Balzac, dans La Peau de Chagrin, évoque « les causeries du soir, en hiver, où l’on part de son foyer pour aller en Chine ». L’auteur de la « Comédie humaine » ne franchit jamais les mers pour rejoindre la Chine ; pour lui, elle était si mystérieuse et si lointaine qu’elle évoquait un ailleurs inaccessible et indescriptible. Les récits de voyageurs qui visitèrent le « Céleste Empire » ne sont finalement pas si rares.

Le premier à nous être parvenu est celui de Jean du Plan Carpin datant de 1245. Dans sa préface à l’anthologie des voyageurs occidentaux du Moyen Age à la chute de l’empire chinois, Le voyage en Chine, Ninette Boothroyd indique que « ce qui ressort le plus des récits de tous ces voyageurs, ce n’est pas seulement l’émerveillement que ceux-ci éprouvent, à divers degrés évidemment, devant la découverte d’un monde autre, mais aussi et surtout la considération qu’ils lui montrent, la valeur qu’ils lui reconnaissent, lors même qu’ils le récusent en tant que monde païen » (1).

Autre caractéristique, ces ouvrages, notamment ceux parus au XVIe siècle, ont apporté au public lettré « une connaissance dénuée de toute falsification et remarquablement objective, de « l’extraordinaire » de la Chine ».

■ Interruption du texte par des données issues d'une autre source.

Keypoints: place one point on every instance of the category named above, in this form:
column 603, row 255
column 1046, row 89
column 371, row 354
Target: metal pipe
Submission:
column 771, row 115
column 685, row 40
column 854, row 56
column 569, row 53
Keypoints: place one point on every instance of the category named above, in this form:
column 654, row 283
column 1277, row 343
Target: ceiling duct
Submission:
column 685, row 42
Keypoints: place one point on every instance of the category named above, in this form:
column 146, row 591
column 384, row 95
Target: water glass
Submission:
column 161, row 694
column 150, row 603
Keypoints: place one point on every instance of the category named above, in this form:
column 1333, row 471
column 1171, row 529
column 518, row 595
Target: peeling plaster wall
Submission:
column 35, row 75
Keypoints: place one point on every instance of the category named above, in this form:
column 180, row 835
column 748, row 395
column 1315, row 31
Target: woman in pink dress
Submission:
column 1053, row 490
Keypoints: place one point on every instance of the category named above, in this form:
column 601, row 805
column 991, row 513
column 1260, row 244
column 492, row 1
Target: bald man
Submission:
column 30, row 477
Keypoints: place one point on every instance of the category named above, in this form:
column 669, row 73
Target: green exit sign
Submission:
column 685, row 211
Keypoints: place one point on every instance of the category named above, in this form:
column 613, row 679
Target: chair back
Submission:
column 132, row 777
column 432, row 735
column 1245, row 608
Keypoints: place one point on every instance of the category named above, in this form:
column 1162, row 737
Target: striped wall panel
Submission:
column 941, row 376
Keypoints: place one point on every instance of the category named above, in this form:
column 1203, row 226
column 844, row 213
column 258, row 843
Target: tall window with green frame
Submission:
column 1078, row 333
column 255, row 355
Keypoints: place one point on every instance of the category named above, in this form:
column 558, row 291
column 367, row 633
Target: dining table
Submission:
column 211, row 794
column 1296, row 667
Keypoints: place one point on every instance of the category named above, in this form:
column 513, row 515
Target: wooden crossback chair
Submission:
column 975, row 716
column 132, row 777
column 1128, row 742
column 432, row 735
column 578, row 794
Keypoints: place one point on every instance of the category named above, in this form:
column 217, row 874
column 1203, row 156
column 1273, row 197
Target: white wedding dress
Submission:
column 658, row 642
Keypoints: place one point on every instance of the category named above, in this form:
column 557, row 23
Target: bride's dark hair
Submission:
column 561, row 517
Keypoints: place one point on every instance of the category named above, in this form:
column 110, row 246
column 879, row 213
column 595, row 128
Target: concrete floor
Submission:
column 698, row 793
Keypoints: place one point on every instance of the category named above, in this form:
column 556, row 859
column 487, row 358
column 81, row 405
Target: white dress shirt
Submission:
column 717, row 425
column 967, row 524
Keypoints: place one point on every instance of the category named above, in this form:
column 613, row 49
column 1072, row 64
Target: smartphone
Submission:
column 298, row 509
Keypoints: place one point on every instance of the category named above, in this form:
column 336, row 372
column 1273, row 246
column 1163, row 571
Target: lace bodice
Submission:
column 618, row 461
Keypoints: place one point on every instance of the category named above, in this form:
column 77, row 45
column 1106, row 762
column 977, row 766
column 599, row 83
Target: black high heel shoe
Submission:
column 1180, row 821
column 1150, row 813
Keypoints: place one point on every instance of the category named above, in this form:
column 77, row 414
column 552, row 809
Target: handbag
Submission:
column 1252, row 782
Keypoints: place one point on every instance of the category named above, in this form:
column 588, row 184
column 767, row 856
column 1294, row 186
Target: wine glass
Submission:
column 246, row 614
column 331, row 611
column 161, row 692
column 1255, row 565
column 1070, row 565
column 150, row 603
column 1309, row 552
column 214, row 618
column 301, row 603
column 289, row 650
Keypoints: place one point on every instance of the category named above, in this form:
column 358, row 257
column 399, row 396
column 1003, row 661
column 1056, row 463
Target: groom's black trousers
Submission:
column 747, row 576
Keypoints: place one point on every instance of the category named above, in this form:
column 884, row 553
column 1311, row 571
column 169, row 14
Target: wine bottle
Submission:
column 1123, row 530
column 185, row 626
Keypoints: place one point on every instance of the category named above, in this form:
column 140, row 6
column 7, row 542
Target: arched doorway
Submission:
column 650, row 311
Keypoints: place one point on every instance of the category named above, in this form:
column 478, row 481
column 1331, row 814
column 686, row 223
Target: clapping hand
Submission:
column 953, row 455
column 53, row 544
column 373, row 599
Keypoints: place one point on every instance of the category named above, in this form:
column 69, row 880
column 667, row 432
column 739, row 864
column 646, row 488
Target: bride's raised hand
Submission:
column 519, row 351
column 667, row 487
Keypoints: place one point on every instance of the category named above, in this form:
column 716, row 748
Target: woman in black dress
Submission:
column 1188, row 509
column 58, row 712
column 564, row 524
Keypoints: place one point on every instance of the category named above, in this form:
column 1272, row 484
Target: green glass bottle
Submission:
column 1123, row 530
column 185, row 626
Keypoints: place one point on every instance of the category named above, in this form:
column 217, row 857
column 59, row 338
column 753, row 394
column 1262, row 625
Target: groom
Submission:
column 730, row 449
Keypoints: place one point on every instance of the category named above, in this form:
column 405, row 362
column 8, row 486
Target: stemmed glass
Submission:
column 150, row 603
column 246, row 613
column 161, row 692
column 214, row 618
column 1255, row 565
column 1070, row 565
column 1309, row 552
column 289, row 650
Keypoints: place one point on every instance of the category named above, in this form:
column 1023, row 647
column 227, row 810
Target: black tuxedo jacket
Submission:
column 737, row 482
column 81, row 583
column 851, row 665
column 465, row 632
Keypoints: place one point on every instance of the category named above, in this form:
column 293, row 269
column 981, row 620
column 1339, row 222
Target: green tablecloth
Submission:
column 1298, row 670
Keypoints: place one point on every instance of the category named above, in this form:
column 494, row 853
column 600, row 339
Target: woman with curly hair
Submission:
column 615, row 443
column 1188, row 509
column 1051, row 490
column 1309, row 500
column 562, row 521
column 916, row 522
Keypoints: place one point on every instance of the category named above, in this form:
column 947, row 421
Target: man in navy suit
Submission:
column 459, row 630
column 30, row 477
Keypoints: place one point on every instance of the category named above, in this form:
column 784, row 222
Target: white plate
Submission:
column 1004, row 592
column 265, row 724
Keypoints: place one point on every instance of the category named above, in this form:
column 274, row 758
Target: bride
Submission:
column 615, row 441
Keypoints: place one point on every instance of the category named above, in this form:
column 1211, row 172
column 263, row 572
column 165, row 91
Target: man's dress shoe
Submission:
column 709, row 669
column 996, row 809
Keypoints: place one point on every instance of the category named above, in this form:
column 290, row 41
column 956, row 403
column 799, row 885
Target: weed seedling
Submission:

Tout est parti, en fait, de Marco Polo. Le Vénitien fut à ce point émerveillé par tout ce qui s’offrait à ses yeux qu’il ne trouva rien à critiquer dans cette immense contrée. On sait que Marco Polo, âgé de dix-sept ans, accompagna ses oncles dans l’empire Mongol, où il demeura dix-huit ans. A l’époque, Pékin se nommait Cambaluc. Le Grand Can y demeurait trois mois dans l’année. Les oncles et leur neveu regagnèrent Venise en 1295. Deux ans plus tard, victime d’un conflit entre la Sérénissime et Gênes, Marco fut fait prisonnier. C’est là qu’il raconta ses souvenirs de voyage. Le manuscrit orignal rédigé en français a été perdu. On le désignait sous le nom d’il Milione, sobriquet donné à Polo qui n’énumérait que par millions les populations des pays visités par lui. L’édition la plus ancienne que l’on connaisse de l’abrégé de ses voyages a été imprimé à Venise en 1496 (in-8°). Il en existe une de Brescia datée de 1500 et une seconde de Venise datée de 1508 (in-12°). L’originale de la première traduction française, réalisée par François Gruget, conseiller du roi et référendaire à la Chancellerie de France (né à Loches en 1511) a été imprimée par Sertenas en 1556 (in-4°).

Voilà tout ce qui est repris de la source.